Polda Jatim Tangkap Pelaku Persekusi Ancam “Bunuh Machfud MD”


SURABAYA, suryaindonesianews.com

Tindak Pidana menghasut orang lain untuk berbuat pidana, melakukan ancaman kekerasan dan tidak menaati Protokol Kesehatan Covid-19. Tim Subdit Jatanras – Subdit Kamneg Ditreskrimum Polda Jatim tangkap Pelaku Ancam Hj Siti Khotidjah (90 thn) IbuNda Prof. Dr. Machfud. MD Menkopulhukam RI 

Kapolda Jatim Irjen Pol Dr. Nico Afinta Karo-Karo, S.I.K, M.H bersama Pangdam V Brawijaya Mayjen TNI Suharyanto, S.Sos, M.M didampingi Dirreskrimum Polda Jatim Kombes. Pol. Totok Suharyanto, S.I.K, M.Hum dan Kabid Humas Polda Jatim Kombes Pol Trunoyudo Wisnu Andiko, S.I.K, hari Sabtu malam (05/12/2020), pukul 20.00 WIB mengatakan, pelaku berinisial AD alias Mat Taji (31 thn) pada tanggal 1 Desember 2020 sekitar pukul 14.10 WIB di depan pintu pagar kediaman rumah tinggal Ibu Hj Siti Khotidjah, di Jalan Dirgahayu, No. 109 Kelurahan Bugih, Kec.Pemekasan, Kab.

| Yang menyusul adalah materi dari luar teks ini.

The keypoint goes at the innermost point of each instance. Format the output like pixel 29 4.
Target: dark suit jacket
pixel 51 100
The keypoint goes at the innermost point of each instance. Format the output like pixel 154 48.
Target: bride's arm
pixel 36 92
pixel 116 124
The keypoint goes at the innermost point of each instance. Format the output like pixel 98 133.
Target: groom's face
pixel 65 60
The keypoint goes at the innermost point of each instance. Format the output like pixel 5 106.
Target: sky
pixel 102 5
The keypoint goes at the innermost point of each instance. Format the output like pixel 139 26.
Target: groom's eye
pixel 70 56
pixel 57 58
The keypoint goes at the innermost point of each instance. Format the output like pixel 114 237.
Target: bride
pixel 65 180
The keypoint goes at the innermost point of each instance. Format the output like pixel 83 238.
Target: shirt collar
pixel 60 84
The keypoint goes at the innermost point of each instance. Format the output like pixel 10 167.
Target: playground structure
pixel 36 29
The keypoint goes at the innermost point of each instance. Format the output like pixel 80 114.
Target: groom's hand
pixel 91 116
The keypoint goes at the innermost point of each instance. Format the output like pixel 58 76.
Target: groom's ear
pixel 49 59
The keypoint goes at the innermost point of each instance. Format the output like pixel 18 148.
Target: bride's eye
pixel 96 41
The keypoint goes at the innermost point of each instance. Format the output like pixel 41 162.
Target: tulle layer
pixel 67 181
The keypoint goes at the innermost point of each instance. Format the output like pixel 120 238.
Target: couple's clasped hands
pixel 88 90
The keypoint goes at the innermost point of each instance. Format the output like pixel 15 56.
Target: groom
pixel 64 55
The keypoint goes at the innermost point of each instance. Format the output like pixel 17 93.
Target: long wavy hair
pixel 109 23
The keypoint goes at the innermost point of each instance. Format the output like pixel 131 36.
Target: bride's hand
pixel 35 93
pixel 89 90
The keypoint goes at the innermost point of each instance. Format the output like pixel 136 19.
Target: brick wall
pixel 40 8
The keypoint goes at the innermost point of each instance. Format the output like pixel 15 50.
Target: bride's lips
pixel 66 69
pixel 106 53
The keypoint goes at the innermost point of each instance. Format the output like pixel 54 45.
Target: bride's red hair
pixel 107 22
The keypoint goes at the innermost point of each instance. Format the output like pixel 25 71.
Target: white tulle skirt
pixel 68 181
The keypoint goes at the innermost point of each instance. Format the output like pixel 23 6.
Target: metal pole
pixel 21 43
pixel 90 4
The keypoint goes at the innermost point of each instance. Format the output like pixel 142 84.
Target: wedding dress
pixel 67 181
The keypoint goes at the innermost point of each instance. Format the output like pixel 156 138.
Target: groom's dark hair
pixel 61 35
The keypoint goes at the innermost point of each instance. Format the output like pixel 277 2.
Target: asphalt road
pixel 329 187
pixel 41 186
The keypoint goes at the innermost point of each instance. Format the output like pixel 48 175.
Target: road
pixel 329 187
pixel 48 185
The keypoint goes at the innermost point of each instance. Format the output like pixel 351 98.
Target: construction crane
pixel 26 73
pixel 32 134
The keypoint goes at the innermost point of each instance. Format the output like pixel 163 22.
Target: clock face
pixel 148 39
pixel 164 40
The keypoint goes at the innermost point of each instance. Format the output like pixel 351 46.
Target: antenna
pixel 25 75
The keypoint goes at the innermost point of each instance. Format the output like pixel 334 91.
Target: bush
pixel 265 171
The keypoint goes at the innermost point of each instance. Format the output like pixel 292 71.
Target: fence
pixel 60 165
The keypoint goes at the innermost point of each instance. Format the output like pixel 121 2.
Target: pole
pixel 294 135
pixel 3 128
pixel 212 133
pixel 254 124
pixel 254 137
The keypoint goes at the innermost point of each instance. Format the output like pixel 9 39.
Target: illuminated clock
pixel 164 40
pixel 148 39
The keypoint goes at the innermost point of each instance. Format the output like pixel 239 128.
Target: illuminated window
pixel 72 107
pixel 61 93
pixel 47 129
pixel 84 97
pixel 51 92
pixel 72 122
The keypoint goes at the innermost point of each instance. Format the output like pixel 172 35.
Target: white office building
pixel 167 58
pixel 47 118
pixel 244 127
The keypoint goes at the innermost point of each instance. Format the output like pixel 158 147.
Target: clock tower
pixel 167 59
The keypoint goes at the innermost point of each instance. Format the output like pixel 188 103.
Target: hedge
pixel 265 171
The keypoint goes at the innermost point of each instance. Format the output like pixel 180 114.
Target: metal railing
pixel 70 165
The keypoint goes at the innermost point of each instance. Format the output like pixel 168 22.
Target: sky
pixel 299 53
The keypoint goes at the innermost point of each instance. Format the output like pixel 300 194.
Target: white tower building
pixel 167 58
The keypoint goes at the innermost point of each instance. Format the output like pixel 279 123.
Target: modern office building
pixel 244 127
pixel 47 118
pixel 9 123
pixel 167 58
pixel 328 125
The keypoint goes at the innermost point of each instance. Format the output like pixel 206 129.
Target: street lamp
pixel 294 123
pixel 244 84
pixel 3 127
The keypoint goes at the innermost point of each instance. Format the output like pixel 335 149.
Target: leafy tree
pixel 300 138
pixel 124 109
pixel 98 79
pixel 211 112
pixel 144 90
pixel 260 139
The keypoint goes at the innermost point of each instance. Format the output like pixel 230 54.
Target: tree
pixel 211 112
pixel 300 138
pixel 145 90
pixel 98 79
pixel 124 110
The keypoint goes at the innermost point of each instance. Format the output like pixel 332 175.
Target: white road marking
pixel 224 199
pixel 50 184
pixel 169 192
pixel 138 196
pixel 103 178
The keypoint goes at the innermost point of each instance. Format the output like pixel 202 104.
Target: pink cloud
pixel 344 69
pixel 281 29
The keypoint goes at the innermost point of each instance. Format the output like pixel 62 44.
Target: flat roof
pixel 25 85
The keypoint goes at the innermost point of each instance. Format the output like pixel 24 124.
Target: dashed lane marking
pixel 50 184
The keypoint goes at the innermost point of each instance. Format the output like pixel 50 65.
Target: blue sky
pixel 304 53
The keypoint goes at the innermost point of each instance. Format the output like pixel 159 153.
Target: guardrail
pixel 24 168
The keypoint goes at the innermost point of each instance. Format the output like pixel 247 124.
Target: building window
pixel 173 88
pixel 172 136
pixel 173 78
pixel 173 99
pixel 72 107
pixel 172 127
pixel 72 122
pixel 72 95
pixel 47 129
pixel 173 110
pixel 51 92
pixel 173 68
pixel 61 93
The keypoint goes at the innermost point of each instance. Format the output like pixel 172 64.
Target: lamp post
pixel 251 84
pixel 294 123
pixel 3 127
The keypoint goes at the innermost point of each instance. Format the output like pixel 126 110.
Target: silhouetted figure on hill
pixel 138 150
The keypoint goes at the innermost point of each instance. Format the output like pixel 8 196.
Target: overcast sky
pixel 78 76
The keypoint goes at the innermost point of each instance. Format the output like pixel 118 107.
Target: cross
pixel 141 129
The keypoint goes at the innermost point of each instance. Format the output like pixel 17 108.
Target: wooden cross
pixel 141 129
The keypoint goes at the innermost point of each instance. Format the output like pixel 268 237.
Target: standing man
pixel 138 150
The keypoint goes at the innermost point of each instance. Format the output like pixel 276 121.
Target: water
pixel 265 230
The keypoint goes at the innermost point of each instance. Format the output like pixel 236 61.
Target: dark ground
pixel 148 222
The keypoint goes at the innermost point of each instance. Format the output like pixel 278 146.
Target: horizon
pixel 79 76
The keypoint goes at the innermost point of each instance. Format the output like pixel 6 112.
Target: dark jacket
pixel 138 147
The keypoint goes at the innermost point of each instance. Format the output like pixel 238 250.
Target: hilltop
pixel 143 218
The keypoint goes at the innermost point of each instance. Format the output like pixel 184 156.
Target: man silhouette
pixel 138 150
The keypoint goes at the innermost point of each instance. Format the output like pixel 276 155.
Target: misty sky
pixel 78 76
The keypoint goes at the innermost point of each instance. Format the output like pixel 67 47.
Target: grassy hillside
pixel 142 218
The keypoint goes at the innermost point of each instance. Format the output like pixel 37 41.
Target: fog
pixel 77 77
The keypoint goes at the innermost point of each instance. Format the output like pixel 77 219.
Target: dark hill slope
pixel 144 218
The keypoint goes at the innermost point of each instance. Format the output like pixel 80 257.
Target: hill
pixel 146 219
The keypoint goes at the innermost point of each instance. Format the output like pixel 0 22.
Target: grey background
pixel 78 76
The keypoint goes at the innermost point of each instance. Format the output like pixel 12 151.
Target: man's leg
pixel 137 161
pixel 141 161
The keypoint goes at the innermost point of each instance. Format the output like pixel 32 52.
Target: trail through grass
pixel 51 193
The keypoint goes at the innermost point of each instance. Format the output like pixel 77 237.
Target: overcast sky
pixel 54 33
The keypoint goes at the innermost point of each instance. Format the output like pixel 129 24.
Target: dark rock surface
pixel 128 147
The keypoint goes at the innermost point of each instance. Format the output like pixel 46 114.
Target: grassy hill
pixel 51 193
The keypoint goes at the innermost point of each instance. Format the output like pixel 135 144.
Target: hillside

Pamekasan, Madura, Jawa Timur digeruduk Massa yang menggunakan Pakaian serba putih beserta Peci, diduga melakukan Tindak Pidana.

Tindak Pidana melakukan penghasutan kepada orang lain agar melakukan Perbuatan Pidana dan atau secara melawan Hukum memaksa orang lain supaya melakukan tidak melakukan atau membiarkan sesuatu dengan memakai kekerasan dan atau tidak mematuhi penyelanggaraan kekarantinaan kesehatan, sehingga menyebabkan kedaruratan kesehatan dengan cara berteriak dengan mengatakan : “ Mahfud keluar !! Kalau Habib Rizieq dijadikan tersangka dan di tahan, Bakar rumah Mahfud !! dan Bunuh Mahfud !! ”. Massa kemudian membubarkan diri, setelah personel Kepolisian datang mengamankan lokasi


Kronologi Penangkapan Pelaku berinisial AD alias Mat Taji, pada hari Jumat (04/12/2020), sekira pukul 23.50 WIB, di Jalan Raya Proppo (Pertigaan Desa Campor, Kecamatan Proppo, Kabupaten Pamekasan, Madura), Petugas Gabungan Dirreskrimum Polda Jatim, Ditintelkam Polda Jatim, Satreskrim dan Satintelkam Polres Pamekasan telah dilakukan penangkapan terhadap tersangka Aji Dorez, warga Desa Campor, Kecamatan Proppo, Kabupaten Pamekasan yang telah melakukan Ancaman dengan perkataan "Bunuh Machfud".


Perkataan bunuh itu saat massa mendatangi kediaman Prof. Dr. Mohammad Mahfud. MD Menkopolhukam RI, pada hari Selasa (01/12/2020) di Jalan Dirgahayu, No. 109 Kel. Bugih, Kec. Pemekasan, Kab. Pamekasan, Madura, Jawa Timur


Kasus itu dilaporkan oleh.Nurhasanah (22 thn) Jalan Pintu Gerbang RT. 05 / RW. 06 Kel. Bugih, Kec. Pemekasan, Kab. Pamekasan, Madura, Jawa Timur.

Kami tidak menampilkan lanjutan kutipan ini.